- U.S. Nonfarm Payrolls are expected to rise by 140K in September, consistent with August's increase of 142K.
- The Bureau of Labor Statistics will release the U.S. labor data on Friday at 12:30 GMT.
- This jobs data could significantly influence the Federal Reserve's interest rate decisions and, consequently, the valuation of the U.S. Dollar.
The Bureau of Labor Statistics (BLS) will release the high-impact Nonfarm Payrolls (NFP) data for September on Friday at 12:30 GMT. This report is expected to significantly influence the performance of the U.S. Dollar (USD) against its major rivals as markets speculate on the potential size of the Federal Reserve's interest rate cut in November.

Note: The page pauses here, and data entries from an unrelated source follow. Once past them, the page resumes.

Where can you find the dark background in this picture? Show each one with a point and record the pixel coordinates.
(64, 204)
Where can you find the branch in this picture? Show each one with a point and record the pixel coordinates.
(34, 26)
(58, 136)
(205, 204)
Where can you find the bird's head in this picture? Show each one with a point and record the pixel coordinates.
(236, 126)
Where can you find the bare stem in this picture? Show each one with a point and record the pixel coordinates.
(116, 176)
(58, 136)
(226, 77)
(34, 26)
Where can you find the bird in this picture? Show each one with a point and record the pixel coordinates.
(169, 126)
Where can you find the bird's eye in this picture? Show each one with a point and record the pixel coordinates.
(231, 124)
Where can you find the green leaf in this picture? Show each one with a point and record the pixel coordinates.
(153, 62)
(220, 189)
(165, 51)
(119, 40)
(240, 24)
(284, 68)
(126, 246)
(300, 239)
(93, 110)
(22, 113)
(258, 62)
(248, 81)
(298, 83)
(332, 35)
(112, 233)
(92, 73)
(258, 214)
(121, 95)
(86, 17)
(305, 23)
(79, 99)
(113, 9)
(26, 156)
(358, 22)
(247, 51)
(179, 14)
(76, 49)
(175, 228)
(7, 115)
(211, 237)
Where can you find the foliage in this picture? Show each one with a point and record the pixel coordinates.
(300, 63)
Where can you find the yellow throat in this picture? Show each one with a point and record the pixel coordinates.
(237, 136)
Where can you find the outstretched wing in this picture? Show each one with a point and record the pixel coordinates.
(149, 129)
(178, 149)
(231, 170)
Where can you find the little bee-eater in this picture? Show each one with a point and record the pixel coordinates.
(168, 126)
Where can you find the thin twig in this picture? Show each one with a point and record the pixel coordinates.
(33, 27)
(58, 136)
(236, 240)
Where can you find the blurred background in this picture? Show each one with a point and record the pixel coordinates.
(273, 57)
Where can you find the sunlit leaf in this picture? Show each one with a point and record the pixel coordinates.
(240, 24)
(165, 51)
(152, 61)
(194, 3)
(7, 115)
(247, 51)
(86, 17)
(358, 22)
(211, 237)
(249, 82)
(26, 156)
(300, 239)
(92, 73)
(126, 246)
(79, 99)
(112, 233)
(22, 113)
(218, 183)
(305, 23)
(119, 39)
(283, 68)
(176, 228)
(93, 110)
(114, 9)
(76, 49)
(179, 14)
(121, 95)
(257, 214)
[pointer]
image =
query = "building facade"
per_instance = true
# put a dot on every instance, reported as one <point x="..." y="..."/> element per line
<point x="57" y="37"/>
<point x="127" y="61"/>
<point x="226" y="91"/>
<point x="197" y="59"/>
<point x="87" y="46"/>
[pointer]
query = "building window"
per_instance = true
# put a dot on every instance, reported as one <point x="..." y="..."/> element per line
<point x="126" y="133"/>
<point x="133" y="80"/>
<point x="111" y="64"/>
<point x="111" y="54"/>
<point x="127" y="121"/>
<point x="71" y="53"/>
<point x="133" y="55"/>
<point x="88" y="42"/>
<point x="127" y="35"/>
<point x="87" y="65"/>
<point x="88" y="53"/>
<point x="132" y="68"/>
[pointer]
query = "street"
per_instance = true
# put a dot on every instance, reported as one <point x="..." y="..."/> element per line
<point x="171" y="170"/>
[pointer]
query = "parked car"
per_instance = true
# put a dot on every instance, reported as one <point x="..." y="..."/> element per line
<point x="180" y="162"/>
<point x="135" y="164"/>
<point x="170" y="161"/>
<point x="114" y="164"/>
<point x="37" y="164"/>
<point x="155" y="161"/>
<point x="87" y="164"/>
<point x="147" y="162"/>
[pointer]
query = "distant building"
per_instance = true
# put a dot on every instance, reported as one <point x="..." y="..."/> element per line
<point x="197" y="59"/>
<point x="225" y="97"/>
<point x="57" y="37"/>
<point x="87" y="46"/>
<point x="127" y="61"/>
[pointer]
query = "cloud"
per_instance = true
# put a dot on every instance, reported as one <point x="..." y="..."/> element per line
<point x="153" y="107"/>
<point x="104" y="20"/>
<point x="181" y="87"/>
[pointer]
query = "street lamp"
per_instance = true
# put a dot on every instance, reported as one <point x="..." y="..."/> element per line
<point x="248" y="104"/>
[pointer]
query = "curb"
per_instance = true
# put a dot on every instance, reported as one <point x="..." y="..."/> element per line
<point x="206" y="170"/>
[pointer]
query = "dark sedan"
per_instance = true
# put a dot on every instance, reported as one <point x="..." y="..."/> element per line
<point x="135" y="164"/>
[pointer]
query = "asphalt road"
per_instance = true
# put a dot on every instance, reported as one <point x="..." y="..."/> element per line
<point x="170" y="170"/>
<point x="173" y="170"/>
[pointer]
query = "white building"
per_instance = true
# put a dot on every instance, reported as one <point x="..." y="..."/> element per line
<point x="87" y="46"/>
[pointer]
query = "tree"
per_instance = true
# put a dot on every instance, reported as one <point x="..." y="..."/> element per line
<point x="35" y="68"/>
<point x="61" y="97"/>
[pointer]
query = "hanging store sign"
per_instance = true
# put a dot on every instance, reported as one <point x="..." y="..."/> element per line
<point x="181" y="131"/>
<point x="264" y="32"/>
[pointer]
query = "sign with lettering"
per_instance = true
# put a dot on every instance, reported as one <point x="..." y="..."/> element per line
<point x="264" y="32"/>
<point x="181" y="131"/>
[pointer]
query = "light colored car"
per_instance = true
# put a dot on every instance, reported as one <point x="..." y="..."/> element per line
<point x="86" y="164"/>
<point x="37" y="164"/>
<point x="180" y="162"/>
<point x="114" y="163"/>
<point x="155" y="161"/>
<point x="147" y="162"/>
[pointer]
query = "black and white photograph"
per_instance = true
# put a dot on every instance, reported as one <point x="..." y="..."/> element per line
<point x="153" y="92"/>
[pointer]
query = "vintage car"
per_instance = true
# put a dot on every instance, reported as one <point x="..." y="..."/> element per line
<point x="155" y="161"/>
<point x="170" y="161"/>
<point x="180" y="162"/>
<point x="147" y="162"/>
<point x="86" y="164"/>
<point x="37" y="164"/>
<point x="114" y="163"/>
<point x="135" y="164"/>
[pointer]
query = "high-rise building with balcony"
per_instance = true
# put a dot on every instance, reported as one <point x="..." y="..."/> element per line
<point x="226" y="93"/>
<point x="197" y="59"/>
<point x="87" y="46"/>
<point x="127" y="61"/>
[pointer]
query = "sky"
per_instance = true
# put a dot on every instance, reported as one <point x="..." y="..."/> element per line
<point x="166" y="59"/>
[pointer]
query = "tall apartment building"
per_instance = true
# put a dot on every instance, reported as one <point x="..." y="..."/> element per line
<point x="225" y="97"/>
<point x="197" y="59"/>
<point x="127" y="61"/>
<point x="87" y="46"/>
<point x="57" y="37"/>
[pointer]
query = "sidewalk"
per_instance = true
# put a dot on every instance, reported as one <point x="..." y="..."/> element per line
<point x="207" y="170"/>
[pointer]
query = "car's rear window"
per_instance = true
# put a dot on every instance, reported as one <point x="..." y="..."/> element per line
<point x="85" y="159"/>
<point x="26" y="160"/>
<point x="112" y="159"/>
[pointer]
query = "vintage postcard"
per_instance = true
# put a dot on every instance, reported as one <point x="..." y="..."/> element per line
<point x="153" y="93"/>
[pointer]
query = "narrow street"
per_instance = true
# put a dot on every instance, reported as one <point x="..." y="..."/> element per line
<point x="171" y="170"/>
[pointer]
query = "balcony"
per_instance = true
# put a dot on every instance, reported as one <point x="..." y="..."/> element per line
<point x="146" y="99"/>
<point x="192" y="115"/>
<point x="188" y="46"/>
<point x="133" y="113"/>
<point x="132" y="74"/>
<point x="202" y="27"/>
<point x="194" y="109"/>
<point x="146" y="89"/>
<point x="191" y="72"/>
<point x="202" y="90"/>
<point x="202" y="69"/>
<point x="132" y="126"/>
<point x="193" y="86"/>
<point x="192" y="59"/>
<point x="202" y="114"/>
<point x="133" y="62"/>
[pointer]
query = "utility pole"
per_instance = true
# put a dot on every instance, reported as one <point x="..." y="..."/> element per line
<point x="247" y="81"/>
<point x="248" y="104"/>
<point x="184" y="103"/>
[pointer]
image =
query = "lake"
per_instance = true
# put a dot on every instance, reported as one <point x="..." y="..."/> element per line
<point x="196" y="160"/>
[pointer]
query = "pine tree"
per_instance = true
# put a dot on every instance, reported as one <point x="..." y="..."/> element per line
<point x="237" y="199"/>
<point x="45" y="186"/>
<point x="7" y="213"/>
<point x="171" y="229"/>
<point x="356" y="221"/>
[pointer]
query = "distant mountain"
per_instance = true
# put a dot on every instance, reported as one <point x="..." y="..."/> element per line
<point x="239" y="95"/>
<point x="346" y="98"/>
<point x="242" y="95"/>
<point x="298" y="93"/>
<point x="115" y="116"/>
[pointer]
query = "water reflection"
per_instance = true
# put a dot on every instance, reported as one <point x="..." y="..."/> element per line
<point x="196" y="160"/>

What to Expect in the Nonfarm Payrolls Report?
Economists forecast that the NFP report will indicate the U.S. economy added 140,000 jobs in September, mirroring August's gain of 142,000. The Unemployment Rate is anticipated to remain steady at 4.2%. Additionally, Average Hourly Earnings, a crucial measure of wage inflation, is expected to rise by 3.8% year-over-year, consistent with August's figures.
The upcoming jobs data could reinforce expectations of a 50 basis points (bps) rate cut at the November meeting, despite Fed Chairman Jerome Powell's remarks earlier this week suggesting a cautious approach to rate cuts. Powell indicated that the Fed is not in a hurry to make quick cuts and projected two more quarter-point reductions if the economy performs as expected.
TD Securities analysts anticipate a modest pickup in payrolls for September, with expectations of a stable unemployment rate and moderated wage growth of 0.2% month-over-month (3.8% year-over-year).
Impact on EUR/USD
Leading up to the NFP release, markets are pricing in a 37% chance of a 50 bps rate cut in November, down from 53% earlier in the week. As expectations for a large Fed rate cut diminish and tensions rise between Iran and Israel, the USD has recovered from its one-year lows against major currencies.
Mixed data from the Institute for Supply Management (ISM) and the Job Openings and Labor Turnover Survey (JOLTS) did not change the market's outlook for a rate cut in November. The ISM reported that its U.S. Manufacturing Index remained in contraction at 47.2, while job openings rebounded to a three-month high.
The Automatic Data Processing (ADP) reported an increase of 143,000 jobs in September, suggesting a healthier labor market and leaving room for an upside surprise in Friday’s payrolls data.
If the NFP data reveals payroll growth below 100,000, it could signal a further slowdown in the U.S. job market and increase the likelihood of a larger rate cut in November, potentially driving EUR/USD back to 1.1200. Conversely, stronger-than-expected NFP figures alongside robust wage inflation could bolster expectations of a 25 bps rate reduction, further supporting the USD and pushing EUR/USD toward 1.0900.
Dhwani Mehta, an analyst at HubTrading, notes that the EUR/USD pair has breached the critical 50-day Simple Moving Average (SMA) at 1.1044, indicating a renewed downtrend. The 14-day Relative Strength Index (RSI) currently sits near 44, suggesting sellers may retain control in the near term.
A daily close below the 50-day SMA could lead sellers toward the 100-day SMA support at 1.0928, with the 200-day SMA at 1.0875 acting as the last defense for buyers. To alleviate bearish pressure, buyers must reclaim the 21-day SMA at 1.1102, with the year-to-date high of 1.1214 and the psychological barrier at 1.1250 in sight.